La tecnica di governo dello sterminio dei nemici interni, che si chiamassero Ebrei, o anche zingari o gay, comunisti o democratici, liberali o socialisti, addirittura cattolici antifascisti, fu scientifica e gestita con efficienza da manager ante litteram, tutte le conoscenze scientifiche più avanzate del tempo furono impiegate con dovizia di mezzi per questa programmazione. Si partì dal calcolare addirittura, prima del completamento dei campi di concentramento, ilcosto delle pallottole occorrenti per le fucilazioni di massa, e si decise che erano meglio dal punto di vista economico e per rispettare una certa riservatezza dell'operazione, le camere a gas e i forni per le cremazioni, invece delle fosse comuni o dell'incendio con la benzina dei corpi dei fucilati. E' chiaro però, per chi abbia un minimo di dimestichezza con la cultura europea e germanica in particolare, rilevare che un popolo come quello tedesco, che nel '700 e '800 scrisse pagine eccelse di cultura e di arte, che un siffatto meccanismo infernale non potesse escludere l'elemento "dolore e sofferenza" da parte dei destinatari e delle vittime di tanta barbarie, ma tutti erano impegnati nell'esecuzione di un vero e proprio programma industriale che prevedeva delle tappe, delle procedure, dei numeri, dei risultati, non vi era più posto per sentimentalismi, per romanticismi, peggio ancora per crisi di coscienza.

Anche l'intellettualità, gli artisti, i cineasti, non tutti però, contribuirono a magnificare quell'ideologia e quel sistema, i cui beneficiari furono i grandi industriali tedeschi, le banche ed i signori delle tangenti del Partito Nazista e del Governo di Hitler.
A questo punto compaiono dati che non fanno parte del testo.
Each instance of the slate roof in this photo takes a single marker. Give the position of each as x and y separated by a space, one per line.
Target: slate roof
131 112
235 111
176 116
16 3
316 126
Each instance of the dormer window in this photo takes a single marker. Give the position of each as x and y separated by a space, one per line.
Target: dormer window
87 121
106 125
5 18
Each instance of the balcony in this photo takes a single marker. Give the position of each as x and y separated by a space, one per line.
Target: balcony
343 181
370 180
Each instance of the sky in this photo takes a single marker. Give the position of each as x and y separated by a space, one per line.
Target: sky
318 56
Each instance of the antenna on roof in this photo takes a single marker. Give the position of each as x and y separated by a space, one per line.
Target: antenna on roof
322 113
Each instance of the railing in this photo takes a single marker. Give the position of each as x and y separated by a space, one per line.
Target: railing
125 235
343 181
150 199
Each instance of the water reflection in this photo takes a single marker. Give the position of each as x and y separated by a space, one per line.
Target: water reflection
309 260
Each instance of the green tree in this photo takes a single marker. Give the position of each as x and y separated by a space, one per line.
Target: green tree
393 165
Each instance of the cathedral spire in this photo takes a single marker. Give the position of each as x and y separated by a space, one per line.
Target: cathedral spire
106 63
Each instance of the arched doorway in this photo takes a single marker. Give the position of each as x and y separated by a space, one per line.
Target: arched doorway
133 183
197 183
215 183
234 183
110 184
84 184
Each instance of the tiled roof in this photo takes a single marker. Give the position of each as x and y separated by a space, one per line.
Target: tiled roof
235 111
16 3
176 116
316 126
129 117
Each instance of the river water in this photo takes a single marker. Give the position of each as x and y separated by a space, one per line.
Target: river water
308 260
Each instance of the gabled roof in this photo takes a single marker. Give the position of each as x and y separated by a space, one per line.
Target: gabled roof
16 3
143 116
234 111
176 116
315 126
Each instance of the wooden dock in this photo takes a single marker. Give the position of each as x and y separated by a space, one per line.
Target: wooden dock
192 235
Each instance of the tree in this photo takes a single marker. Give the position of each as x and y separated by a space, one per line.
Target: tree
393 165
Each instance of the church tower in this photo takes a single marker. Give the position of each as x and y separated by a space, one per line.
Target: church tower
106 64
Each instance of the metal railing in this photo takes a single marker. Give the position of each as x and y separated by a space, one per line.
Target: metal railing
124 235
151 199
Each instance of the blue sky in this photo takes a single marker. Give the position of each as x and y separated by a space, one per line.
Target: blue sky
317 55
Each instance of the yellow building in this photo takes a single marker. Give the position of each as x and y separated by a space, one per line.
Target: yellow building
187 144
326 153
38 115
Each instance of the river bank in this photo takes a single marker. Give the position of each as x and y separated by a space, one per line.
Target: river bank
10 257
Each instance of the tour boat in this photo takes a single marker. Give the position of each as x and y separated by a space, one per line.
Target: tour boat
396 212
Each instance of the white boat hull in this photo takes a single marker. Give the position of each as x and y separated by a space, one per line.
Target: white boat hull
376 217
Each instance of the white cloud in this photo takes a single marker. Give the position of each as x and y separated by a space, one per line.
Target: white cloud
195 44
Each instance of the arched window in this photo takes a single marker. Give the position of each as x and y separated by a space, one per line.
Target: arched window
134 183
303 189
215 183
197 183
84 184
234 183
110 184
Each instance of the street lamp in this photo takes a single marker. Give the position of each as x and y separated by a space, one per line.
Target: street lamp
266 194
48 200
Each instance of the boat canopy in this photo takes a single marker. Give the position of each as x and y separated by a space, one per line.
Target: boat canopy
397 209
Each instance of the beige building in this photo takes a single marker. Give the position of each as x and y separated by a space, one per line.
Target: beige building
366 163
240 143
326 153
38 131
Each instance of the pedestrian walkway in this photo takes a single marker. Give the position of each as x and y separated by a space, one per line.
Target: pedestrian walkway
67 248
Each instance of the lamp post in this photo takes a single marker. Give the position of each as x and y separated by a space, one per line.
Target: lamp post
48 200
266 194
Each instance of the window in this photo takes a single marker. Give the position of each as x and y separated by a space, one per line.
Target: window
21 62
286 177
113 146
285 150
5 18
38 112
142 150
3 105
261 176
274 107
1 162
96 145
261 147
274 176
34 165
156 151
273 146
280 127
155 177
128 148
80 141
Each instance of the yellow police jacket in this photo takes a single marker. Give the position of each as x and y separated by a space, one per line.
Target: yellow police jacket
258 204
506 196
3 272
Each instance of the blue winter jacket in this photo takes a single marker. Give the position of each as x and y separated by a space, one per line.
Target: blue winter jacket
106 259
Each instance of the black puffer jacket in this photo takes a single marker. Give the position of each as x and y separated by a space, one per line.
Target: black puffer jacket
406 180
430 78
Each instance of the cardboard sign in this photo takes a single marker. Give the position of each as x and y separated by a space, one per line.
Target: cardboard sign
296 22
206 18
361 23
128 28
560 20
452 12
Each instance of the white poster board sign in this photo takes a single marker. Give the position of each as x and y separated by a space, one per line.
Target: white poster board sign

Non fatalismo dunque, nè espiazione di colpe evangeliche, ma atti di guerra, anche contro quei bambini, marchiati sul braccio in una famosa foto, che ai liberatori mostrano il numero d'identificazione inciso con un tatuaggio; di quei bambini molti sapevano e nessuno parlò mai , anche quando i medici si accanivano a torturali con i loro vili e disumani esperimenti in vivo, nessuna soldatessa madre o soldato padre, pianse per loro, qualcuno che s'intenerì si suicidò o fu fucilato.